The effects of LCO treatment on the growth of Setaria viridis roots were also evaluated. This plant has been proposed as a useful genetic model for studies of C4 grass species (Brutnell et al., 2010). Consistent with our findings with maize, the growth of Setaria lateral roots was significantly increased (i.e. 1.5-fold longer) by treatment with 10nM LCO in comparison to non-treated control roots (Supplementary Fig. S2). These similar results using at least two distinct C4 grass species argue for a general ability of LCO addition to increase lateral root growth.

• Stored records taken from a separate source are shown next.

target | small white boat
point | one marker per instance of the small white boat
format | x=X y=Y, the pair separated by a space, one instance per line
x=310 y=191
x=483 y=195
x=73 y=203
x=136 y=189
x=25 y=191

Transcriptomic analysis of LCO-treated maize roots

In order to further explore how LCO causes growth promotion effects in maize roots, RNA-seq analysis using 3-d-old maize seedlings treated with 10nM LCO for 3h and 12h were performed. Those time points were decided on the basis of previous reports of ENOD gene responses (D’Haeze and Holsters, 2002). As shown in Fig. 2A and 2B, scatter plots of the expression of 63,540 genes were linear in the comparison between LCO treatment and mock treatment, indicating small technical variation. Relative to the mock-treated control plants, a total of 290 genes (184 up; 205 down) and 232 genes (167 up; 69 down) were significantly regulated by the 3h and 12h treatments of LCO, respectively (Fold change ≥ 2) (Fig. 2C, D). A detailed list of the LCO-regulated genes is shown in Supplementary Data 1. Only 13 genes were up-regulated by LCO at 3h and 12h, while 11 genes were down-regulated at both time points (Fig. 2C, D; Supplementary Table S1). The relatively short list of genes responding to LCO treatment may simply reflect a modest physiological response to LCO. However, based on data discussed later in this paper, it more likely reflects the response of only a few specific root cells with the RNA from the non-responding tissue diluting out the measurable response. This would certainly be consistent with the signalling role of LCO in plant symbiotic interactions where only relatively few root cells respond to treatment (Libault et al., 2010). The RNA-seq data were further validated by quantitative real-time reverse transcription-polymerase chain reaction qRT-PCR on genes selected from Supplementary Data 1 (Supplementary Fig. S3). The fold-changes measured by qRT-PCR strongly correlated with those measured by RNA-seq analysis (R square score: 0.66). Of those genes tested by qRT-PCR, 80% were significantly regulated by LCO treatment (Fold change > 2; Student’s t test P < 0.05).

Fig. 2.

Fig. 2.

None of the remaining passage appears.